Sounds good. Cya there!


----------



## Fishman (Apr 5, 2004)

Link is dead, but hope to head up to Rock Springs Riffle pool after the get together with a few of ya and slay a few dozen


----------



## dugworm (May 23, 2008)

My wife and I are looking forward to the expo. Should be a good time on the 5th. :G


----------



## fishsmoker (May 26, 2004)

After you log on to the OCBS site click on the facebook page on left for more info


----------



## Rasper (Sep 6, 2012)

Oooo I'll be there for sure. I fish the nature center when its high all the time.

Sent from my DROID BIONIC using Ohub Campfire mobile app


----------



## Erieangler51 (Sep 24, 2012)

Wish I could make it but work every Saturday. Will most likely be at the river at daybreak the Sunday after to expo.


Posted using Outdoor Hub Campfire


----------



## Rasper (Sep 6, 2012)

Does anyone exactly what time each seminar will start? Cause I don't want to show up at a time when they are speaking about something I don't do. Ya know?

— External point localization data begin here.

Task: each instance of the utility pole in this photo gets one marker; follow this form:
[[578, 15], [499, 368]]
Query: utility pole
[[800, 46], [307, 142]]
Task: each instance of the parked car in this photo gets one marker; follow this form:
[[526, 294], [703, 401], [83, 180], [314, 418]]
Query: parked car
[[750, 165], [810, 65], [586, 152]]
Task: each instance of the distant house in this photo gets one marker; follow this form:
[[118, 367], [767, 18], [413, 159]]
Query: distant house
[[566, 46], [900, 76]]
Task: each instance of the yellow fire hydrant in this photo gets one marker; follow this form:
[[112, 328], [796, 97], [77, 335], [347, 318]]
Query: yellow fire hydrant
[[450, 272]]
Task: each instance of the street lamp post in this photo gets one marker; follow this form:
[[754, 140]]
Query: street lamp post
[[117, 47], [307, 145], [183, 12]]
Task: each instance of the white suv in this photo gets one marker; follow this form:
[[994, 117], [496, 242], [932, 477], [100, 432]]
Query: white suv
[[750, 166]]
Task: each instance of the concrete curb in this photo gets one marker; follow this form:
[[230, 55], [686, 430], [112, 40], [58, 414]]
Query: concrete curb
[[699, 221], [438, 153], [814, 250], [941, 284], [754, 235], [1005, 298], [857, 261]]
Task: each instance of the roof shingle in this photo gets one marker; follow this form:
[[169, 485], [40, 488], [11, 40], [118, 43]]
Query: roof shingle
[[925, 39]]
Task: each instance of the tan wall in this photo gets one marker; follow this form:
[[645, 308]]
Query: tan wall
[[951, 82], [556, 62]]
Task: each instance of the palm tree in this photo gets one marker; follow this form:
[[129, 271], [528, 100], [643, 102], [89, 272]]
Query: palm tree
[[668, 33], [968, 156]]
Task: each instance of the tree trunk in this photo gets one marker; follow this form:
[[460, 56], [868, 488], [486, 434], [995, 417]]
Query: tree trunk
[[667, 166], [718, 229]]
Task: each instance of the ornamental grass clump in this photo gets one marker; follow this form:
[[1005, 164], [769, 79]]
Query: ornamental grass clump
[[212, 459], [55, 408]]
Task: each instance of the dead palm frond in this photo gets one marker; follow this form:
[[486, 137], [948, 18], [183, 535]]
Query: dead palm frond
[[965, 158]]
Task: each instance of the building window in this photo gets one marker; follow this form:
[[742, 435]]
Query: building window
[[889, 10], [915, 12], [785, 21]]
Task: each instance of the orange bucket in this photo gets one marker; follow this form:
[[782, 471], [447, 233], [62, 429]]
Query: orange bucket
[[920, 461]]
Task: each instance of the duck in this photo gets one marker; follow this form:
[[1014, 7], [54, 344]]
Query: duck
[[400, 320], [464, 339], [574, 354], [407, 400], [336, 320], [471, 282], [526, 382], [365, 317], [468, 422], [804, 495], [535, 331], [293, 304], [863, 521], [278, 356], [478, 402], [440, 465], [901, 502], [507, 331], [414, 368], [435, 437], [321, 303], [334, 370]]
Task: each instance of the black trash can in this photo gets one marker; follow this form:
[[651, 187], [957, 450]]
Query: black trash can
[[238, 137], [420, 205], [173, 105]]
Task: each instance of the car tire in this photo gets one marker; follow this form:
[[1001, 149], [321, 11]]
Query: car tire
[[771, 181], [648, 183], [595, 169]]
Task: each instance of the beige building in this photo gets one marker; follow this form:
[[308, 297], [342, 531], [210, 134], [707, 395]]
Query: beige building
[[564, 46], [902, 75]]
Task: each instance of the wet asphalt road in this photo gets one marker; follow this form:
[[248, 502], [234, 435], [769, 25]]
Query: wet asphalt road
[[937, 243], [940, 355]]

Sent from my DROID BIONIC using Ohub Campfire mobile app


----------



## fishsmoker (May 26, 2004)

Speaker List : Phil Hillman State of the Steelhead fishery 9-9:30, Wael Dardir Gearing up 10:00-11:00 also a class on Spey fishing on the water. Mike Durkalec & Les Ober River Basics 11:30-12:30, Dan Haude Advanced Float Fishing 1P-2P, and Dan Pribanic Fly Fishing for Steelhead 2:30-3:30. There will also be fly tying demos and on river seminars.


----------



## steelyourface (Sep 19, 2013)

I'll definitely be there. Thanks OP!


----------



## Siskiefu (Mar 20, 2012)

Posted using Outdoor Hub Campfire


----------



## Rasper (Sep 6, 2012)

Thanks guys for the post on times of seminars! I'll be there at 12:30 for sure!

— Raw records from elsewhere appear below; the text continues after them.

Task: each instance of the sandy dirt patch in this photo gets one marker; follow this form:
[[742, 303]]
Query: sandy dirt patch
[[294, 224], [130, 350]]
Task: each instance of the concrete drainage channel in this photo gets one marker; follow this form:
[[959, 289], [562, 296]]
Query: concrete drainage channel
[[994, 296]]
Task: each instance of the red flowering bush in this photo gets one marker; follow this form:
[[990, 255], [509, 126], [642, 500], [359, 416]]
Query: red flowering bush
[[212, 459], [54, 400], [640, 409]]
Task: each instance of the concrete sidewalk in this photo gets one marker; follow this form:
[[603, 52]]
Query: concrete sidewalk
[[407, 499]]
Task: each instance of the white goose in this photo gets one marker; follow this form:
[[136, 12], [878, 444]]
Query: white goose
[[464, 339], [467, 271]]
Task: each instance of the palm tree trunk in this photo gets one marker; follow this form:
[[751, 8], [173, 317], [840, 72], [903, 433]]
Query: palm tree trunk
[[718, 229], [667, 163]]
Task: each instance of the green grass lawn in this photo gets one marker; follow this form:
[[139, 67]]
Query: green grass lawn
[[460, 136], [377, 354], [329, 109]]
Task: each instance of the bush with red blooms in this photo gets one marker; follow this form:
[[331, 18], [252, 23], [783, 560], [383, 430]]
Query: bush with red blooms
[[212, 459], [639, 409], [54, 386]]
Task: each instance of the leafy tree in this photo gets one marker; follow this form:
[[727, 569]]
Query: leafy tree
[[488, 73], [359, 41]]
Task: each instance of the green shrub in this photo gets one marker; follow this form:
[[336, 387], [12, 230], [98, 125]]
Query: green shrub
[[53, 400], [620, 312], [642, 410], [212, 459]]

Sent from my DROID BIONIC using Ohub Campfire mobile app


----------



## fishsmoker (May 26, 2004)

Lets bump this forward


----------



## fishsmoker (May 26, 2004)

Last bump before show


----------



## GasFish26 (Aug 15, 2012)

Went last year



Posted using Outdoor Hub Campfire


----------



## GasFish26 (Aug 15, 2012)

Hope to go this year too


Posted using Outdoor Hub Campfire


----------



## fishsmoker (May 26, 2004)

Stop by the fishsmoker booth & say hi


----------



## dlancy (Feb 14, 2008)

So does the advanced float fishing start at 1 or 2:30? I'm seeing conflicting times above.


Posted using Outdoor Hub Campfire


----------



## Rasper (Sep 6, 2012)

dustinlancy said:


> So does the advanced float fishing start at 1 or 2:30? I'm seeing conflicting times above.
> 
> 
> Posted using Outdoor Hub Campfire


Float fishing is at 230... fly fishing is 1 - 2pm

Sent from my DROID RAZR using Ohub Campfire mobile app


----------



## fishsmoker (May 26, 2004)

Just want to say thanks to al that came out. We had over 1600 people through the doors at the Expo.


----------



## dugworm (May 23, 2008)

A lot of good info was shared at the expo. My wife and I had a good time. We were there from 0830-1500. Good seminars.


----------